When we speak in the right words, though, the right thoughts often follow in our neighbor’s mind. We are not being “confrontational” or “imposing our values”; we are simply speaking the truth in love.
A tenet of sound Christian ethics has always been to prioritize means over ends: to do the right thing in the right way, and let God take care of the results. To choose the wrong word, even to “win a hearing,” is to prioritize ends over means, with the almost inevitable result that we do not achieve the end we want but help confirm others in their sins.
However serene their external circumstances, our friends are on a battlefield. It is good to introduce a man to the Church (that is, the gathering of soldiers), but it is perhaps better to acquaint him with the enemy. One is not likely to join an army—however musically pleasant and inspirational—unless he has cause to join in the war.
Sin is that cause. It is awful news. But it gives us a reason to look for more, to listen for the good news, to be evangelized.
We have something to learn from the most maligned group of Christians around, the street preachers who yell at people that they are going to hell. The problem with them is that they make the gospel unattractive—a stylistic error—not that they emphasize sin too much. We do not need to shout words of damnation, but we ought not passively let our friends proceed to hell.
“Sin” will only return as a useful category if people like you and me talk about it. Sermons can get people convicted about sin, but friendships will best help them respond to that conviction. What is whispered in the ear of a friend will be shouted from the rooftops.
Lighting Up Evil
This is not an encouragement to condemn individual sinners, mind you. We do enough of that already. Rather, it is an attempt to appeal to men’s consciences. Openly examining or admitting to one’s own sins (both personal and corporate) in the company of others invites them to a self-examination. When a poor man calls himself greedy for withholding tithes, how can the rich man not be moved?
If our lives are transparent, our words will shine as light to our neighbors. Some will hide from us, their consciences so dull as to hardly accuse them. But some will see the darkness in their hearts; and the darkness itself, looked at clearly, opens the way to the Light. Looking at anything clearly points us to God, for he is the Maker of all things.
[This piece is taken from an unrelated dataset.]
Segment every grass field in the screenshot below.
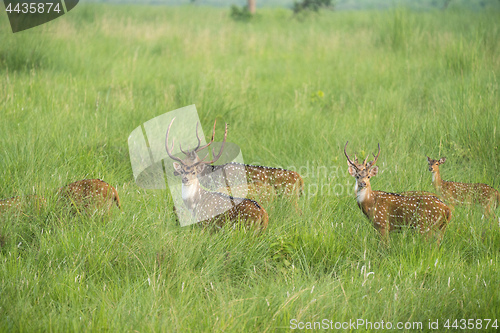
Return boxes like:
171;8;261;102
0;4;500;332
As John writes: “This is the verdict: Light has come into the world, but men loved darkness instead of light, because their deeds were evil.”
A city on a hill gives light to those who dwell in darkness. We sinners know what it is to dwell in the shadow of death, to wish to hide our evil (to hide it, perhaps, even from ourselves). In time, those who remain in that shadow forget the meaning of evil itself, and only know that they are comfortable in darkness.
Our call is not to condemn them; there is a time, and a Court, for that. Our call is to bring to light the reality of evil. The space between hell and heaven can only be bridged by he who knows the empty longing in his heart that pines for God. Let us be wary lest our brothers and sisters fill that space with sin, with a word they cannot even name.
Daniel Propson is an English teacher at Lincoln High School in Ypsilanti, Michigan. He and his wife attend St. Aloysius Catholic Church in Detroit, and are members of the Word of Life community in Ann Arbor. They live with their two young children in midtown Detroit.